期刊:IEEE Transactions on Instrumentation and Measurement [Institute of Electrical and Electronics Engineers] 日期:2023-01-01卷期号:72: 1-17被引量:4
标识
DOI:10.1109/tim.2023.3330184
摘要
Prohibited items detection in X-ray images is an essential part of security inspection in various scenarios. Currently this work is mainly completed by expensive labor, as the detection accuracy of the automatic recognition algorithms needs to be further improved. In this paper, we propose the novel ideologies of whole-process feature fusion and local-global semantic dependency interaction to improve the automatic detection of prohibited items. Specifically, for whole-process feature fusion, we design Coordinated Fusion Backbone (CFB), Adaptively Refined Feature Pyramid (ARFP) and Selective Dense Feature Interaction (SDFI). For local-global semantic dependency interaction, we develop the ConvFormer (CF). CFB extracts and fuses the multi-scale pyramidal features of input image in parallel, bridging the gap between high-level semantic context features and low-level spatial-aware features. Then the local-global long-range dependencies are further modeled through CF to construct the initial fusion features that are fed into ARFP to be adaptively fused and refined to alleviate the semantic misalignment and information loss of pyramidal features, so as to produce the refined features focusing on identifiable regions.
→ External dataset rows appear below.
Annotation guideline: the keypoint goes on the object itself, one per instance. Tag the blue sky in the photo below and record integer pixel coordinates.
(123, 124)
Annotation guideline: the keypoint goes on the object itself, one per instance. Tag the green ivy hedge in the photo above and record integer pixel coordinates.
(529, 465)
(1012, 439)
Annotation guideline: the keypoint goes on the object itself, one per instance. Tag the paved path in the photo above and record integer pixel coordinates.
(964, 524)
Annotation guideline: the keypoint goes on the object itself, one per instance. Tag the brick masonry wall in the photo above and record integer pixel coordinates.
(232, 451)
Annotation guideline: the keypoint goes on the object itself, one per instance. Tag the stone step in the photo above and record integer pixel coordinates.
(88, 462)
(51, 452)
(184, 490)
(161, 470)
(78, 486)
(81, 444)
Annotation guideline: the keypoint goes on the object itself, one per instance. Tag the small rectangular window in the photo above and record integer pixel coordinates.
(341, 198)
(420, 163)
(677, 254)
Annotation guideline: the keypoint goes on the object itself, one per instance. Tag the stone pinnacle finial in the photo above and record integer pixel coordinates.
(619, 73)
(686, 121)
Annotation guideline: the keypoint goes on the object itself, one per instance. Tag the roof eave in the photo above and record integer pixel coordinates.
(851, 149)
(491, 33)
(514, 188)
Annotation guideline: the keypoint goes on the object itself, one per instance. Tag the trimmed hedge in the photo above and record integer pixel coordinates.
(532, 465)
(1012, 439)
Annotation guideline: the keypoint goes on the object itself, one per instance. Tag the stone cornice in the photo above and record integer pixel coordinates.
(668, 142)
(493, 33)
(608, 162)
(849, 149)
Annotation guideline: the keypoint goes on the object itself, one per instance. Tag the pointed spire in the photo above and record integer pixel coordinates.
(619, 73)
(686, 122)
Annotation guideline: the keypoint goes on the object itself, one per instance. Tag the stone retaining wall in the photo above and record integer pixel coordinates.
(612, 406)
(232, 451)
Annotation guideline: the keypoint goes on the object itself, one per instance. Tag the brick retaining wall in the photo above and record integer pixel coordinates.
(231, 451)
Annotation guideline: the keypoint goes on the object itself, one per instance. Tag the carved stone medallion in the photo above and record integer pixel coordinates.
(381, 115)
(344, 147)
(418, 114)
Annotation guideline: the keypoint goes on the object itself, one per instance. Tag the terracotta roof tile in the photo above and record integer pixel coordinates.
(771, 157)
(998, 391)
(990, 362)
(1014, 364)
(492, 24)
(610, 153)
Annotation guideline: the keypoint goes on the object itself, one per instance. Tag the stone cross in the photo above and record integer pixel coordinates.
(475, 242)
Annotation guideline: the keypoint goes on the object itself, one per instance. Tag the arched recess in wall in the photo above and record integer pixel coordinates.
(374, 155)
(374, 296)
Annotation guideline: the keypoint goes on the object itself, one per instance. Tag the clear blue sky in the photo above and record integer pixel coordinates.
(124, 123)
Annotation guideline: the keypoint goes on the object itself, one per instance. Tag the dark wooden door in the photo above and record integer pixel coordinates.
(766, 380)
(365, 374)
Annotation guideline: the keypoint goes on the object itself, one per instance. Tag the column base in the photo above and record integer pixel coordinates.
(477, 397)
Finally, the SDFI performs in-depth fusion interactions on the refined features to obtain optimal feature representation. The above improvements are integrated into our model family PIXDet (T/S/L). Extensive experiments are conducted on the challenging SIXray, OPIXray, CLCXray and PIDray datasets, and experimental results show that our PIXDet detector family achieves remarkable detection results (91.2% mAP, 91.6% mAP, 60.4% AP and 80.0% AP by PIXDet-S) on these benchmarks with favorable competitiveness compared with other SOTA methods.